Il a indiqué qu’il compte lancer, dans les prochains jours, une campagne nationale de vigilance citoyenne dénommée : « Zala Ekenge, Belela ! » et ses déclinaisons en quatre langues nationales, à travers des actions adaptées permettant d’encadrer l’action publique autour des objectifs clairement définis, de cibles identifiées avec précision et de mécanismes de communication en adéquation avec les réalités nationales.

Ce dispositif permettra d’assurer la cohérence des messages diffusés, la coordination des interventions des différents acteurs médiatiques et la permanence de la parole gouvernementale, tout en préservant la flexibilité requise pour s’ajuster à l’évolution du contexte sécuritaire et informationnel.

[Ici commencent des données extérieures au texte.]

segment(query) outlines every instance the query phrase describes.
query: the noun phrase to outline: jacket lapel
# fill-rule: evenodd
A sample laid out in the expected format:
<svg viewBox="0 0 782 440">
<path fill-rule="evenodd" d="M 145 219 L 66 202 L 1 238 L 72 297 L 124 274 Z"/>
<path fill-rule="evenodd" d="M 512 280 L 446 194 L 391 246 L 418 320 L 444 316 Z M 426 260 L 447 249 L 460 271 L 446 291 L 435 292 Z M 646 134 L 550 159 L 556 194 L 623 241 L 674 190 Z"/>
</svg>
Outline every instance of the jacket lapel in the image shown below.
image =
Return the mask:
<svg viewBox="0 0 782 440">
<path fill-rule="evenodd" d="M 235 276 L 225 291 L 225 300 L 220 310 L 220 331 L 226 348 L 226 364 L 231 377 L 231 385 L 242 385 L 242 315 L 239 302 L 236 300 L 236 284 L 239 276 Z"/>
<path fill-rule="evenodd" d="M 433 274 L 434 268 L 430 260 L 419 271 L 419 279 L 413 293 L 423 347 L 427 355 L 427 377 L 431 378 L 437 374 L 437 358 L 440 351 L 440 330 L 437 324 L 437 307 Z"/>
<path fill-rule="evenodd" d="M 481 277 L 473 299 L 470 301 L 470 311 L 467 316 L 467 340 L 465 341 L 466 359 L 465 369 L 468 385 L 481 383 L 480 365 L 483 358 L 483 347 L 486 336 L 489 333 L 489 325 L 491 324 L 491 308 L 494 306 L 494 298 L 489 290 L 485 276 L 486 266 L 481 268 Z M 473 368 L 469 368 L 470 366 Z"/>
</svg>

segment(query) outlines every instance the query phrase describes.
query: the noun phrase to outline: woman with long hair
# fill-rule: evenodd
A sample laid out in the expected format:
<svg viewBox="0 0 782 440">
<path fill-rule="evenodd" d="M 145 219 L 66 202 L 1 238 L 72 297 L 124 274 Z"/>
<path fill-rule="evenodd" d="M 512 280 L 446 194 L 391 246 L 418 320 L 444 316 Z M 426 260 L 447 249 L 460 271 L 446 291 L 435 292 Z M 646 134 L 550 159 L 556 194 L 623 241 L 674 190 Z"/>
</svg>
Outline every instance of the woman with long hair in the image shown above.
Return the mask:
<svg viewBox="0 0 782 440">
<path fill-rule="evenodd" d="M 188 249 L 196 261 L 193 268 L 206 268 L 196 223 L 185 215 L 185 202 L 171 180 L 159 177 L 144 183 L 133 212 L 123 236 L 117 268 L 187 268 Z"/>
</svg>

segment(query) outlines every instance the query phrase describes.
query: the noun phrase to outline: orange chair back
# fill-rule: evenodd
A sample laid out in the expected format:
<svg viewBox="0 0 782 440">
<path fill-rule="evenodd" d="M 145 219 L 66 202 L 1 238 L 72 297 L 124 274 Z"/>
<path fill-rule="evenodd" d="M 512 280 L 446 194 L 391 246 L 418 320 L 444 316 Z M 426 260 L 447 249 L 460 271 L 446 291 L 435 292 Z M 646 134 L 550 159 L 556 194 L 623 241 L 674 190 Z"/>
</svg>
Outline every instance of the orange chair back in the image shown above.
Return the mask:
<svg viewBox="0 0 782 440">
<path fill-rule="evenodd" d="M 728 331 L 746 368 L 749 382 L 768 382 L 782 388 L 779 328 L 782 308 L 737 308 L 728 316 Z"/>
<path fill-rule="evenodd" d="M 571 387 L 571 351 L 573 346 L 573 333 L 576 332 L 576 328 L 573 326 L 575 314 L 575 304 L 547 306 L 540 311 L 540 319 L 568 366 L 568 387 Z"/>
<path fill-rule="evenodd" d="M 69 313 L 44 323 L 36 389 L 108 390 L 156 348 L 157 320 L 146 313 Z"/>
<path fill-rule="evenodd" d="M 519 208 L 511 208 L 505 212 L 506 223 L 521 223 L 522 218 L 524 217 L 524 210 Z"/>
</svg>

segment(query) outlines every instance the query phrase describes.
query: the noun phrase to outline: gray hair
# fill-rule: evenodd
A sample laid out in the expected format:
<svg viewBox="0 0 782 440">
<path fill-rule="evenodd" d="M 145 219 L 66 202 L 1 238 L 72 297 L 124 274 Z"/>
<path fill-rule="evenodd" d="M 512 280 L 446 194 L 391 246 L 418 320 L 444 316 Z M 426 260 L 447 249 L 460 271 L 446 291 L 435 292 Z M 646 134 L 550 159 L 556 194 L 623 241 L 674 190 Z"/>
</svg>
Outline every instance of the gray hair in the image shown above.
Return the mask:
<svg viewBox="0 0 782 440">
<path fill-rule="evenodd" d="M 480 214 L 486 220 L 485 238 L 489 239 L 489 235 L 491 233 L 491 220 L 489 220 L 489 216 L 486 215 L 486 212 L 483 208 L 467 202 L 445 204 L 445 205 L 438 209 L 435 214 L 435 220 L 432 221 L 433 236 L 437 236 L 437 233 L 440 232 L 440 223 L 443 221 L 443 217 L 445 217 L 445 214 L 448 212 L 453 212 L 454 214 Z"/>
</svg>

Il sera question durant la période des festivités de fin d’année d’encourager l’alignement des communications sectorielles des Ministères concernés sur les messages institutionnels validés, afin de préserver la cohérence de la parole gouvernementale ; De renforcer la coordination intersectorielle, notamment avec les Ministères en charge de l’Intérieur, de la Défense et de la Sécurité, pour garantir la complémentarité entre communication préventive et actions stratégiques ; D’appuyer les mécanismes de veille et de réaction rapide face à la désinformation, en tant qu’outil de protection de la stabilité sociale et de la crédibilité de l’État.

Sollicitant l’accompagnement du Gouvernement, le Ministre de la Communication et Médias a précisé que la campagne nationale « Zala Ekenge, Belela ! » participe au renforcement de la souveraineté narrative de notre pays, en inscrivant la vigilance citoyenne dans une logique de responsabilité partagée entre l’État et la population. Elle contribue à la mobilisation du front populaire comme levier de prévention, de cohésion nationale et de protection collective, particulièrement en cette période sensible de fin d’année 2025, marquée par l’agression rwandaise de notre territoire national.